The runtime result is:

09-Sep-2012 22:59:18 io.cassandra.sdk.CassandraIoSDK constructAPIUrl
INFO: API URL: https://api.cassandra.io/1/keyspace/AAPL/
Success | Keyspace added successfully. | null
09-Sep-2012 22:59:21 io.cassandra.sdk.CassandraIoSDK constructAPIUrl
INFO: API URL: https://api.cassandra.io/1/columnfamily/AAPL/MarketData/UTF8Type/
Success | MarketData ColumnFamily created successfully | null
09-Sep-2012 22:59:24 io.cassandra.sdk.CassandraIoSDK constructAPIUrl
INFO: API URL: https://api.cassandra.io/1/column/AAPL/MarketData/Open/UTF8Type/?isIndex=true
Failed | Unable to create Column: Open | Cassandra encountered an internal error processing this request: TApplicationError type: 6 message:Internal error processing system_update_column_family
09-Sep-2012 22:59:24 io.cassandra.sdk.CassandraIoSDK constructAPIUrl
INFO: API URL: https://api.cassandra.io/1/column/AAPL/MarketData/Close/UTF8Type/?isIndex=true
Success | Close Column upserted successfully | null
09-Sep-2012 22:59:26 io.cassandra.sdk.CassandraIoSDK constructAPIUrl
INFO: API URL: https://api.cassandra.io/1/column/AAPL/MarketData/High/UTF8Type/?isIndex=true
Success | High Column upserted successfully | null
09-Sep-2012 22:59:27 io.cassandra.sdk.CassandraIoSDK constructAPIUrl
INFO: API URL: https://api.cassandra.io/1/column/AAPL/MarketData/Low/UTF8Type/?isIndex=true
Success | Low Column upserted successfully | null09-Sep-2012 22:59:29 io.cassandra.sdk.CassandraIoSDK constructAPIUrl
INFO: API URL: https://api.cassandra.io/1/column/AAPL/MarketData/Volume/UTF8Type/?isIndex=true

Success | Volume Column upserted successfully | null
09-Sep-2012 22:59:30 io.cassandra.sdk.CassandraIoSDK constructAPIUrl
INFO: API URL: https://api.cassandra.io/1/column/AAPL/MarketData/AdjClose/UTF8Type/?isIndex=true
Success | AdjClose Column upserted successfully | null
Posting JSON: {"rowkeys":[{"rowkey":"18-05-2012","columns":[{"columnname":"Open","columnvalue":"533.96","ttl":0},{"columnname":"Close","columnvalue":"530.38","ttl":12000},{"columnname":"High","columnvalue":"543.41","ttl":12000},{"columnname":"Low","columnvalue":"522.18","ttl":12000},{"columnname":"Volume","columnvalue":"26125200","ttl":12000},{"columnname":"AdjClose","columnvalue":"530.12","ttl":12000}]}]}
09-Sep-2012 22:59:32 io.cassandra.sdk.CassandraIoSDK constructAPIUrl
INFO: API URL: https://api.cassandra.io/1/data/AAPL/MarketData/
Success | Bulk upload successfull. | null
09-Sep-2012 22:59:32 io.cassandra.sdk.CassandraIoSDK constructAPIUrl
INFO: API URL: https://api.cassandra.io/1/data/AAPL/MarketData/18-05-2012/
{Volume=26125200, Open=533.96, Low=522.18, High=543.41, Close=530.38, AdjClose=530.12}
09-Sep-2012 22:59:32 io.cassandra.sdk.CassandraIoSDK constructAPIUrl
INFO: API URL: https://api.cassandra.io/1/keyspace/AAPL/
Success | Keyspace dropped successfully. | null

Analysis

Step 1./ The code creates a keyspace named AAPL using HTTP POST, url: https://api.cassandra.io/1/keyspace/AAPL/
It uses KeySpaceAPI class with Token and AccountId as parameters for the constructor. Token is used as username, while AccountID is the password. (Remember: these attributes can be retrieved using heroku config command or via Heroku Admin console)
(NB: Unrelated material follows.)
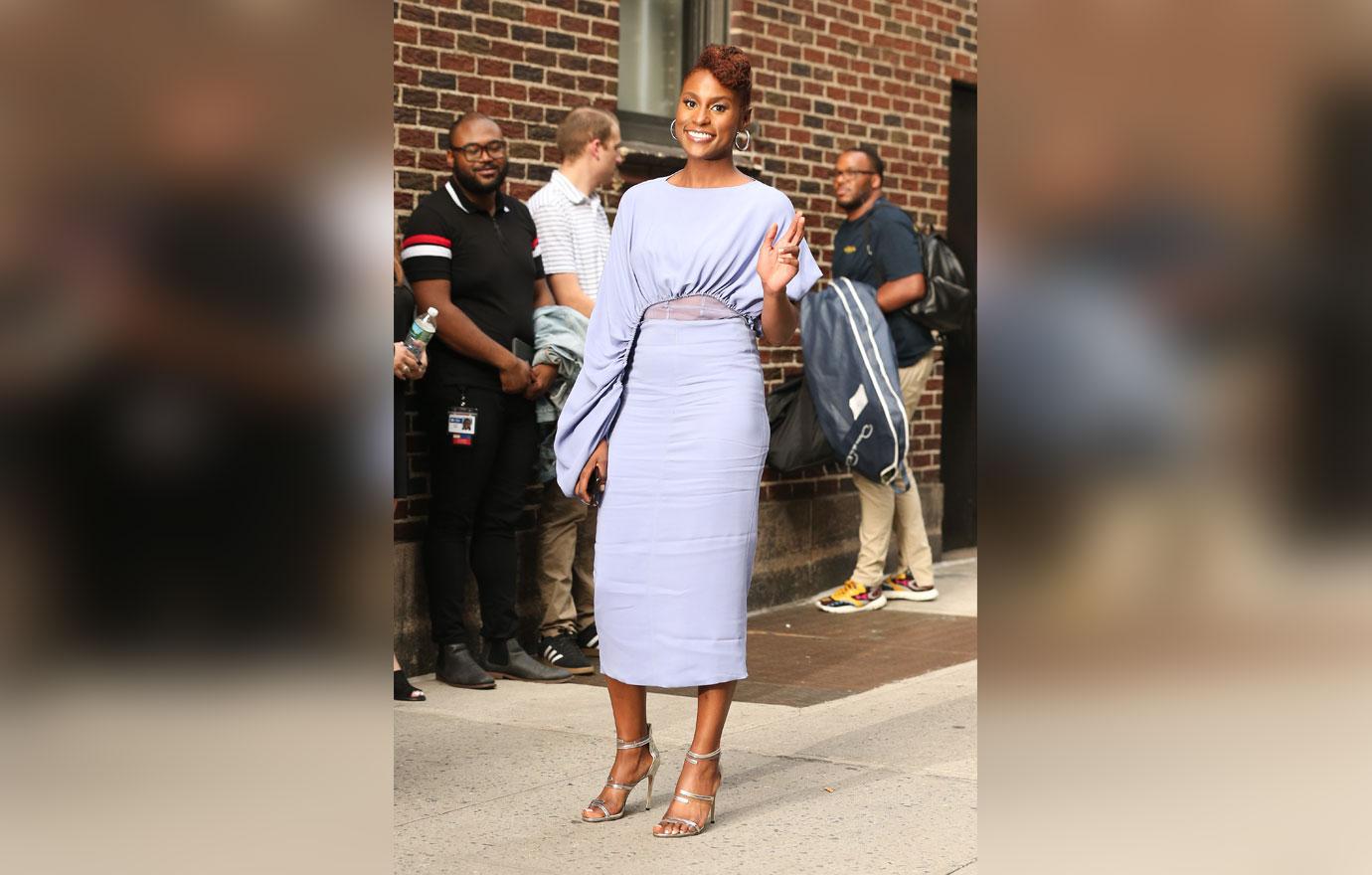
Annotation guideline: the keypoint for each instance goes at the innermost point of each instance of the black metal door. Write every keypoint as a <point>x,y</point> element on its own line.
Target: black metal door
<point>959,402</point>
Step 2./ Then the code creates a column family called MarketData.It uses ColumnFamilyAPI – with the credentials mentioned above – and the REST url is https://api.cassandra.io/1/columnfamily/AAPL/MarketData/UTF8Type/.
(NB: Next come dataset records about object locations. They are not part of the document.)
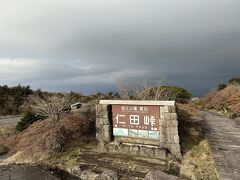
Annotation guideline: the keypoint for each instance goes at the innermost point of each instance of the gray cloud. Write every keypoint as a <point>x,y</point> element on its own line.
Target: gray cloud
<point>88,45</point>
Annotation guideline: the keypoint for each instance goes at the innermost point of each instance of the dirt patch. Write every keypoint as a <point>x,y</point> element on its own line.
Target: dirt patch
<point>225,102</point>
<point>197,162</point>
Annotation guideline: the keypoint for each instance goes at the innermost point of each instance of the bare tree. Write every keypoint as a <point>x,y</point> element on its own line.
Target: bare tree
<point>145,90</point>
<point>52,105</point>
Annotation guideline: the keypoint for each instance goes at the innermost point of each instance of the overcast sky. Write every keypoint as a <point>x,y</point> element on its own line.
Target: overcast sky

Step 3./ Then the code upserts the coumns called Open, Close, High, Low, Volume and AjdClose. It uses ColumnAPI – same credentials as we already know – and the REST url is https://api.cassandra.io/1/column/AAPL/MarketData/Open/UTF8Type/?isIndex=true where AAPL is the keyspace, MarketData is the column family and Open is the column.
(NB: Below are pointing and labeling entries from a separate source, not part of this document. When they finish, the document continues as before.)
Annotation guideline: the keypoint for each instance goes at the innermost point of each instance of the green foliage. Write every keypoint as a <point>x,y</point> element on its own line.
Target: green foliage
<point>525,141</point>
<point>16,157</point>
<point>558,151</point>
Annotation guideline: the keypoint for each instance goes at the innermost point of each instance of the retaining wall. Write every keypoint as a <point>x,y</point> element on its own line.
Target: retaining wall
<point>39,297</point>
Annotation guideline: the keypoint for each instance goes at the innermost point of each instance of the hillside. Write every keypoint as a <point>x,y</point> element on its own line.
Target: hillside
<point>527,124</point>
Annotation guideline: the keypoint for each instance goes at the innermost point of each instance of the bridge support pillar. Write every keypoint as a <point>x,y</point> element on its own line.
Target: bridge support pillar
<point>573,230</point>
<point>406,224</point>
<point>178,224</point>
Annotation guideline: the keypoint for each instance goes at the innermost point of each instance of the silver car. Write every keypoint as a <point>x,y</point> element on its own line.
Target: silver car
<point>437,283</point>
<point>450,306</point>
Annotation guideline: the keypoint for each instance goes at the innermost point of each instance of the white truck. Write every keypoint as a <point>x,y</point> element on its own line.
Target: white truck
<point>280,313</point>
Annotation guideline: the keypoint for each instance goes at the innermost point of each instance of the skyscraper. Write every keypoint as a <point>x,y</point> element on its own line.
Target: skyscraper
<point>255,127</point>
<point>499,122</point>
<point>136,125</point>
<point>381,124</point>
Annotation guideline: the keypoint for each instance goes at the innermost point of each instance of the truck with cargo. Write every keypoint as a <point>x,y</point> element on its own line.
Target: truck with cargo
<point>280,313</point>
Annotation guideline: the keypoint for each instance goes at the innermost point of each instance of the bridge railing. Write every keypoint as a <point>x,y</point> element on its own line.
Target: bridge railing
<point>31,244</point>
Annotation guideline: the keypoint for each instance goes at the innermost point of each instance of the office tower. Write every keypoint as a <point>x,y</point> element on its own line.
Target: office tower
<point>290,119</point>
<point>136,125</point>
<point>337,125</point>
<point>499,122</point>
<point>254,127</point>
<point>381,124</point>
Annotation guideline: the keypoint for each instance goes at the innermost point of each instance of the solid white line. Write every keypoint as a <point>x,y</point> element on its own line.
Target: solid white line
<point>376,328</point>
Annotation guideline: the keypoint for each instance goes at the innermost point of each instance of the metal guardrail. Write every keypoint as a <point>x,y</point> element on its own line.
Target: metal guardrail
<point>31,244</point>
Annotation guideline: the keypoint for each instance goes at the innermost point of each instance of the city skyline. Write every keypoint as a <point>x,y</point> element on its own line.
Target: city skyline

Step 4./ Then the code prepares the data as name/value pairs (Open = “533.96”, Close = “530.38”, etc), defines a rowkey (“18-05-2012”) and the uses DataAPI postBulkData method to upload the data into Cassandra.io. DataAPI credentials are the same as above.

Step 5./ The code then fetches the data using HTTP GET with url: https://api.cassandra.io/1/data/AAPL/MarketData/18-05-2012/. The response is in JSON format: {Volume=26125200, Open=533.96, Low=522.18, High=543.41, Close=530.38, AdjClose=530.12}

Step 6./ Finally the code destroys the keyspace using HTTP DELETE, url: https://api.cassandra.io/1/keyspace/AAPL/.

Summary

If you want  to try out a robust, highly available  Casssandra datastore without any upfront infrastructure investment and with an easy to use API, you can certainly have a closer look at Cassandra.io on Heroku. It takes only a few minutes to start up and the APIs offer a simply REST based data management for Java, Ruby and PHP developers.

Advertisements

Big Data on Heroku – Hadoop from Treasure Data


       

This time I write about Heroku and Treasure Data Hadoop solution – I found it really to be  a gem in the Big Data world.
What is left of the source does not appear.